Building a modern DataWarehouse
📊 SQL Data Warehouse & Analytics Project (MySQL) 🚀 Project Overview
This project demonstrates a complete end-to-end data warehousing and analytics solution built using MySQL. It covers the full lifecycle — from ingesting raw CSV data to building an analytics-ready data model that supports business insights.
The project is designed as a portfolio project to showcase practical data engineering and SQL analytics skills, following industry best practices such as layered architecture and clean data modeling.
🏗️ Architecture Overview
The project follows a Medallion Architecture approach:
Bronze Layer – Raw data ingestion from source CSV files
Silver Layer – Cleaned, validated, and standardized data
Gold Layer – Analytics-ready tables for reporting and insights
Each layer is implemented using separate schemas inside MySQL to clearly separate responsibilities.
🧰 Tech Stack
Database: MySQL
Language: SQL
Version Control: Git & GitHub
Data Sources: CSV files (ERP & CRM systems)

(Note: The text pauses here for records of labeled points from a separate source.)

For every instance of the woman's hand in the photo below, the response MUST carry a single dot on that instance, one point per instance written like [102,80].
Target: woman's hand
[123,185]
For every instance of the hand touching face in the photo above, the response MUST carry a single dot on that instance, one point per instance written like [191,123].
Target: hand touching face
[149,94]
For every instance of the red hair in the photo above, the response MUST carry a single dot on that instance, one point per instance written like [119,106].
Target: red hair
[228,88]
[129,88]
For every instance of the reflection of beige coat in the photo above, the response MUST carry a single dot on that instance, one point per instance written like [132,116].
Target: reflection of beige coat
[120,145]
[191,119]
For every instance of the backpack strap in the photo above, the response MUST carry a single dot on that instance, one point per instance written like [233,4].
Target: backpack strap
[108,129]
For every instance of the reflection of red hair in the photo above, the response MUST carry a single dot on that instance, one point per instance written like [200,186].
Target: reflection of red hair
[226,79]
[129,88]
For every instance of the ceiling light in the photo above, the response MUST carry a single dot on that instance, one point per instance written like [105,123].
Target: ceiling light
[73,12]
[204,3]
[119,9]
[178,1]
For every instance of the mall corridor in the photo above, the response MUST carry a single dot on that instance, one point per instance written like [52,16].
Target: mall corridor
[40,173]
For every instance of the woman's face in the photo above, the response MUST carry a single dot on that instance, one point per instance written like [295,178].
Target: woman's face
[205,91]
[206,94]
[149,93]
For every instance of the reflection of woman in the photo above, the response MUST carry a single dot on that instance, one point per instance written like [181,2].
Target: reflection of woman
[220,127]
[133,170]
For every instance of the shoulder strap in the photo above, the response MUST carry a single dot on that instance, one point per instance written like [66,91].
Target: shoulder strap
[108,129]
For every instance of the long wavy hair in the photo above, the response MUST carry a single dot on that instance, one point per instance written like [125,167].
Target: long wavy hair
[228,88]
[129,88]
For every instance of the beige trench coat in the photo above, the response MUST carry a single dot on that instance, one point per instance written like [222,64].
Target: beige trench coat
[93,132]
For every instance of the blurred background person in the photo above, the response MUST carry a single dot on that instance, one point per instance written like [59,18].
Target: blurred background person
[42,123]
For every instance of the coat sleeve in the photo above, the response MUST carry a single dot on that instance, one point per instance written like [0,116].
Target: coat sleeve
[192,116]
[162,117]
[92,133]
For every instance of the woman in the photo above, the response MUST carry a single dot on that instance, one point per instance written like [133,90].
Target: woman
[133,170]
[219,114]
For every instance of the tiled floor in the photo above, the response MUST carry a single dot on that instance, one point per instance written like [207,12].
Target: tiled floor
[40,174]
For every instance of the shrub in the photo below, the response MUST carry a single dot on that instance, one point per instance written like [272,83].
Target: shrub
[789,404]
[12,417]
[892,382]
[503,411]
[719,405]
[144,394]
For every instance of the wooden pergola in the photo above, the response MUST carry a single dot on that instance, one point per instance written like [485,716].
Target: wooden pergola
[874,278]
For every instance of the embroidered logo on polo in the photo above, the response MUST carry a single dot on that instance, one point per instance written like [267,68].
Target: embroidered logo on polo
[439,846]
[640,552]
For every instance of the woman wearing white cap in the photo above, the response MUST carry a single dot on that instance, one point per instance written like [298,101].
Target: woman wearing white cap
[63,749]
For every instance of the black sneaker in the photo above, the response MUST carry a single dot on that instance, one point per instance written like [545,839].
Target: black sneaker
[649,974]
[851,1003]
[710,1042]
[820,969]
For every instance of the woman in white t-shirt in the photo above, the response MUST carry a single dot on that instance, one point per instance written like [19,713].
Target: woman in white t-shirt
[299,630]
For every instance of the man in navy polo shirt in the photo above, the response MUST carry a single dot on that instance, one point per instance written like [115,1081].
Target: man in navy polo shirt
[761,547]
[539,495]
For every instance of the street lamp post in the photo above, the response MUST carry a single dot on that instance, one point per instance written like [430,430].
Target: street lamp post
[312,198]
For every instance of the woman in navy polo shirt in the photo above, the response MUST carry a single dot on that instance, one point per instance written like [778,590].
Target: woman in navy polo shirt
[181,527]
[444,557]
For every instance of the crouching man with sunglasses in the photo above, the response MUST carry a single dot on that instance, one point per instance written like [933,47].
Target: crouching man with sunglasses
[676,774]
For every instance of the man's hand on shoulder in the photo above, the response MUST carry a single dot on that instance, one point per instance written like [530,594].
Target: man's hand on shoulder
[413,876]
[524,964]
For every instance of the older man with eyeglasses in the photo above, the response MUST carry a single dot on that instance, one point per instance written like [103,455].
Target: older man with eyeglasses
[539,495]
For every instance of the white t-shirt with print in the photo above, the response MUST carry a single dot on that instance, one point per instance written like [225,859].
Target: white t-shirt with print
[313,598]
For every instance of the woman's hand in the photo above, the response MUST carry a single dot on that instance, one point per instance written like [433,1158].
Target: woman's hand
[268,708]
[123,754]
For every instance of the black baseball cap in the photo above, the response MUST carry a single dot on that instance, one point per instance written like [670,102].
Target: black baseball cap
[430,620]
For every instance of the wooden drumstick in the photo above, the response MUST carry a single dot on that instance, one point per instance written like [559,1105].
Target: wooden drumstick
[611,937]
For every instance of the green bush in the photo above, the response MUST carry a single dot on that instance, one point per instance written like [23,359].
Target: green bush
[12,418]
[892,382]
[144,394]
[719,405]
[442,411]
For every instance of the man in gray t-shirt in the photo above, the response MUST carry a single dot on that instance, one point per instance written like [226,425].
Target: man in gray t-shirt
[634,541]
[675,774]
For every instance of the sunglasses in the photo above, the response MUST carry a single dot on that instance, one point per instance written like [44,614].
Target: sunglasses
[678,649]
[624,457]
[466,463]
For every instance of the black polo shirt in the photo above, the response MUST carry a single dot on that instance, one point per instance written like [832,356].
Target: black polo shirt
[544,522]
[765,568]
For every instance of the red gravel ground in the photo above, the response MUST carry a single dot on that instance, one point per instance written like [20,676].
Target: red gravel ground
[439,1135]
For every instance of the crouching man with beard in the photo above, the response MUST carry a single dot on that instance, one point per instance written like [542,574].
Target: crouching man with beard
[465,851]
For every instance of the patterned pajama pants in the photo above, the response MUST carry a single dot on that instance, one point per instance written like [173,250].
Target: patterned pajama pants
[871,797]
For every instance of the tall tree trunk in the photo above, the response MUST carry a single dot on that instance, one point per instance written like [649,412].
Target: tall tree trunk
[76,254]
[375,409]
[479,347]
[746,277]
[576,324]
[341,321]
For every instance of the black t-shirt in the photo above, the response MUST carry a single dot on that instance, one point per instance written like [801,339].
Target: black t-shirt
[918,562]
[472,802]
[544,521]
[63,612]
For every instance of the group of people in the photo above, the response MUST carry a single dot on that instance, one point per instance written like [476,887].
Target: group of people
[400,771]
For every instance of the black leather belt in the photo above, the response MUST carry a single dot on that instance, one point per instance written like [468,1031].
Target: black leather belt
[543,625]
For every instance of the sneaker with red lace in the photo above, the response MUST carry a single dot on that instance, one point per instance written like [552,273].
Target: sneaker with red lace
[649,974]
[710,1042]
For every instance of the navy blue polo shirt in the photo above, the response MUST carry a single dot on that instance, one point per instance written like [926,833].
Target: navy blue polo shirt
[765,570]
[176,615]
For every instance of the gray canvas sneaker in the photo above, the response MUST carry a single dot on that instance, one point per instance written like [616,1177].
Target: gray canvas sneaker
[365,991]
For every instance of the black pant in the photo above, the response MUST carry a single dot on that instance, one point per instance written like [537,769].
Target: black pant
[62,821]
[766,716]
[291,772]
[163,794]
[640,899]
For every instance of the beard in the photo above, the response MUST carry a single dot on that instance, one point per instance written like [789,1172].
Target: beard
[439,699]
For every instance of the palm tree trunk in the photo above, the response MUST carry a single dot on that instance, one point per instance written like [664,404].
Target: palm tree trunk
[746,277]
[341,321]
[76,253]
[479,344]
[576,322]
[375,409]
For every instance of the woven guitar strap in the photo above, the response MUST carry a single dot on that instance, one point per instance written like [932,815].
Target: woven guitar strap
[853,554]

🗂️ Project Structure sql-data-warehouse-project/ │ ├── datasets/ # Raw CSV input files │ ├── scripts/ # SQL scripts (executed in order) │ ├── init_database.sql # Create database & schemas │ ├── bronze_tables.sql # Raw ingestion tables │ ├── silver_tables.sql # Cleaned & transformed tables │ ├── gold_tables.sql # Analytics-ready tables │ ├── tests/ # Data quality & validation queries │ ├── docs/ # Architecture & documentation │ ├── README.md └── .gitignore
🎯 Project Requirements 🔧 Building the Data Warehouse (Data Engineering) Objective
Develop a modern MySQL-based data warehouse that consolidates sales data from multiple source systems to enable analytical reporting and informed decision-making.
Specifications
Data Sources: Import data from two source systems (ERP and CRM) provided as CSV files.
Data Quality: Cleanse and resolve data quality issues before analysis.
Integration: Combine both sources into a unified, analysis-friendly data model.
Scope: Focus on the latest snapshot of data (no historization).
Documentation: Provide clear documentation to support analytics and business understanding.
📈 BI: Analytics & Reporting (Data Analytics) Objective
Develop SQL-based analytics to deliver insights into:
Customer Behavior
Product Performance
Sales Trends
These insights support data-driven decision-making and demonstrate real-world analytical use cases.
SQL scripts must be executed in the following order:
scripts/init_database.sql
scripts/bronze_tables.sql
scripts/silver_tables.sql
scripts/gold_tables.sql
tests/data_quality_checks.sql
📜 License
This project is licensed under the MIT License. You are free to use, modify, and share this project with proper attribution.
👋 About Me
Hi! I’m Minnu Thomas, an aspiring Data Engineer focused on building strong foundations in SQL, data warehousing, and analytics. This project reflects my hands-on learning journey and my goal of becoming job-ready for data engineering roles.